Nesta quarta-feira, 12 de agosto, a Câmara dos Deputados deu um passo significativo na discussão sobre a redução da maioridade penal ao instalar a comissão especial responsável pela Proposta de Emenda à Constituição (PEC) que propõe a alteração da idade mínima de 18 para 16 anos para a responsabilização penal. A condução dos trabalhos ficará a cargo do deputado Aluísio Mendes (Republicanos-MA), enquanto a relatoria estará sob a responsabilidade do deputado Mendonça Filho (PL-PE), que já havia atuado como relator da PEC da Segurança Pública.

O processo legislativo para a aprovação de uma PEC exige um total de 40 sessões no plenário. Uma vez aprovada na comissão, a proposta seguirá para votação na Câmara, onde precisará do apoio de dois terços dos deputados em dois turnos para ser encaminhada ao Senado. Contudo, a votação do relatório final não ocorrerá antes das eleições gerais marcadas para outubro.

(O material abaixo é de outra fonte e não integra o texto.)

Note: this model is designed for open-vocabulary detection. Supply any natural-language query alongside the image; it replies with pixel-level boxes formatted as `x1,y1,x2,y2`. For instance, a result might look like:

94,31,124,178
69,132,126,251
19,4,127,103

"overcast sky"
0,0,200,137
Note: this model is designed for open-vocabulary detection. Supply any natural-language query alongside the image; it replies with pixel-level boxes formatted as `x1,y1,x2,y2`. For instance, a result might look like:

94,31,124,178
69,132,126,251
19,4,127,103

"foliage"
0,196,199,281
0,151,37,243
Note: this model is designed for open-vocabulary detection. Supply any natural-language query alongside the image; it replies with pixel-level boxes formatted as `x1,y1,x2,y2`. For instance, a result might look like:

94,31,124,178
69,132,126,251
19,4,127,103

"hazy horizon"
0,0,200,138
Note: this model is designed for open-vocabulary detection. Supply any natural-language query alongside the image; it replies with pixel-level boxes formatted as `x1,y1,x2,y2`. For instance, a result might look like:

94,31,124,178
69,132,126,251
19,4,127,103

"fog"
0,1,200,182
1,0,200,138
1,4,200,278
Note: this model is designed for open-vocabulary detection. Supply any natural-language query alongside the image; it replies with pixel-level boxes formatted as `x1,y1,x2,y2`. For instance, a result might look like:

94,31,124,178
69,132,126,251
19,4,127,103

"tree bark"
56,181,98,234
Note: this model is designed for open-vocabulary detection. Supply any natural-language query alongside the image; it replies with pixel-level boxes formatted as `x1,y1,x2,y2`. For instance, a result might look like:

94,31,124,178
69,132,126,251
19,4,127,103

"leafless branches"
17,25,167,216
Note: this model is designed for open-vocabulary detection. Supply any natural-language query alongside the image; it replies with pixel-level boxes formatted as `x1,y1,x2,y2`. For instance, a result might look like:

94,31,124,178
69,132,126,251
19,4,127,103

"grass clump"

A proposta de redução da maioridade penal gerou uma divisão notável entre os parlamentares, atraindo apoios tanto da direita quanto da esquerda. A ala alinhada ao ex-presidente Jair Bolsonaro (PL) se mostra particularmente ativa na defesa de penas mais severas para jovens infratores. Por outro lado, a oposição argumenta que a mudança poderá levar a um aumento do encarceramento em massa, sem abordar as causas sociais da criminalidade.

Entendendo a proposta

Originalmente, a PEC foi apresentada pelo ex-deputado Gonzaga Patriota (PSB-PE), que pretendia não apenas a redução da maioridade penal, mas também a antecipação da maioridade civil para 16 anos, o que incluiria a obrigatoriedade de voto a partir dessa idade e a diminuição da idade mínima para candidaturas a cargos públicos. Contudo, o relatório do deputado Coronel Assis (PL-MT) rejeitou essa parte da proposta.

A PEC recebeu parecer favorável da Comissão de Constituição e Justiça em junho e foi apensada a outras duas propostas que também abordavam a responsabilização penal de adolescentes em situações específicas, incluindo crimes graves. A primeira, a PEC nº 8/2026, sugeria a responsabilização penal para adolescentes em casos de crimes hediondos e extrema crueldade, enquanto a segunda, a PEC nº 9/2026, buscava responsabilizar adolescentes entre 12 e 16 anos por crimes graves como homicídios.

A proposta que será discutida pela nova comissão se baseia em um modelo semelhante ao que foi aprovado pela Câmara em 2015, que permitia a redução da maioridade penal apenas em casos de crimes hediondos e homicídios dolosos. O debate sobre a definição e os contornos dessa proposta será aprofundado nas próximas reuniões do colegiado.

Articulações políticas

O avanço da PEC é fruto de um acordo promovido pelo presidente da Câmara, Hugo Motta (Republicanos-PB), que integrou a proposta de redução da maioridade penal ao substitutivo da PEC da Segurança Pública. Embora inicialmente Mendonça Filho tivesse sugerido a realização de um plebiscito acerca do tema, a pressão dos líderes partidários o levou a retirar essa ideia do texto final.